On raconte qu’un soir de bourrasque et de pluie, un aumônier, un pasteur, un rabbin, liés comme il arrive souvent par la vie en commun au poste divisionnaire, se trouvèrent sur une partie du champ de bataille où des soldats relevaient les cadavres. Ces hommes les entourent et leur disent : « Nous n’osons pas mettre la terre sur nos camarades sans qu’on leur ait dit une prière. — À quelle religion appartiennent-ils ? — Nous ne savons pas, mais vous pourriez peut-être vous arranger entre vous. — Eh bien ! nous allons, à tour de rôle, les bénir… » Le catholique a commencé, le protestant a continué, et l’israélite a fini et, tous les trois, ils ont serré la main des soldats qui n’étaient pas nécessairement des croyants (23).

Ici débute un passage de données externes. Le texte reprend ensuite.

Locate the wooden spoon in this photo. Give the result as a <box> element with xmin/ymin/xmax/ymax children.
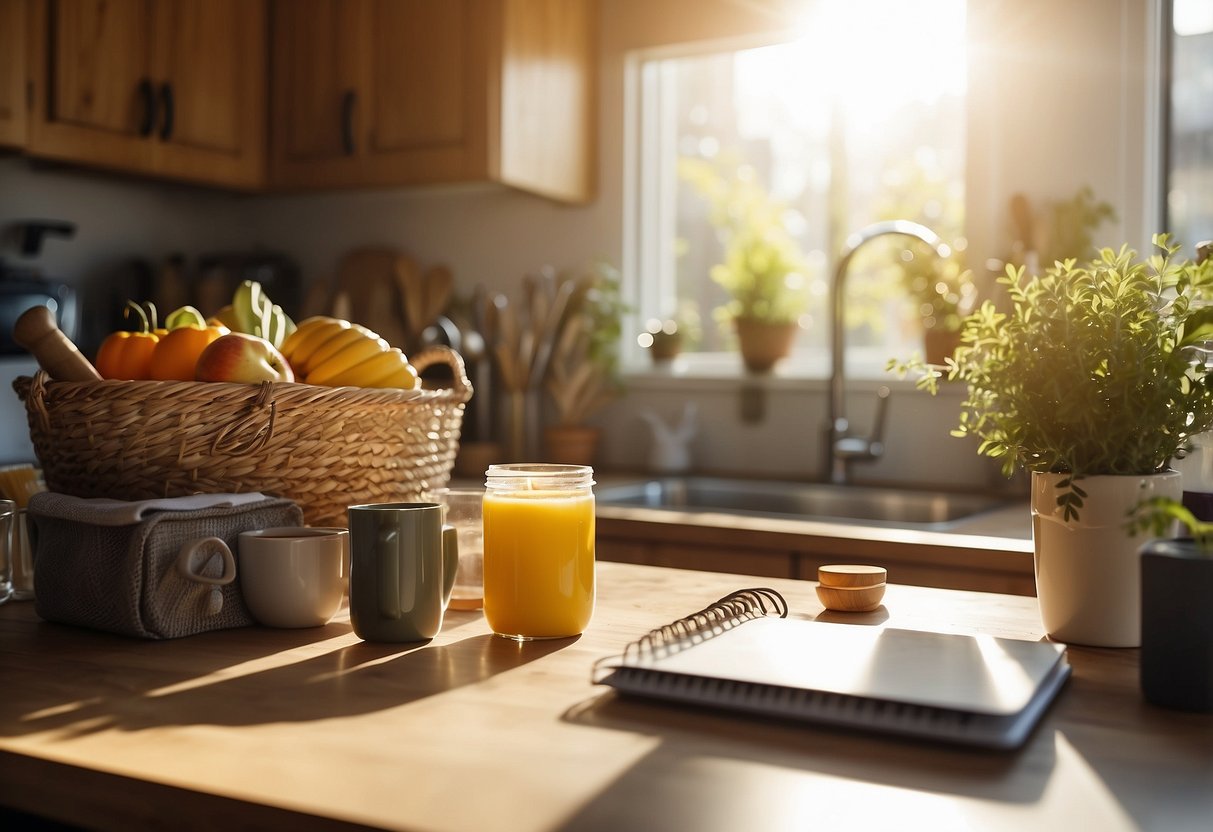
<box><xmin>396</xmin><ymin>255</ymin><xmax>426</xmax><ymax>346</ymax></box>
<box><xmin>422</xmin><ymin>265</ymin><xmax>454</xmax><ymax>331</ymax></box>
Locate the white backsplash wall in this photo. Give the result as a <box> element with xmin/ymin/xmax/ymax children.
<box><xmin>594</xmin><ymin>375</ymin><xmax>1006</xmax><ymax>491</ymax></box>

Mais cette scène, suis-je trop exigeant, demeure pour moi un décor magnifique dont l’âme est un peu incertaine. Je la trouve pauvre de conseil. Si nous avons retrouvé notre unanimité profonde, c’est pour la maintenir, en organiser la défense et continuer à la vivre. Et, pour terminer ce tableau, où je cherchai, fidèle secrétaire de la France, à préparer les versets d’une Bible éternelle de notre nation, je veux raconter ce qui advint à la mort du plus étonnant des héros que j’ai nommés, à la mort du capitaine-prêtre Millon, qui tomba sous Verdun après avoir calqué ses derniers jours sur les derniers jours du Christ.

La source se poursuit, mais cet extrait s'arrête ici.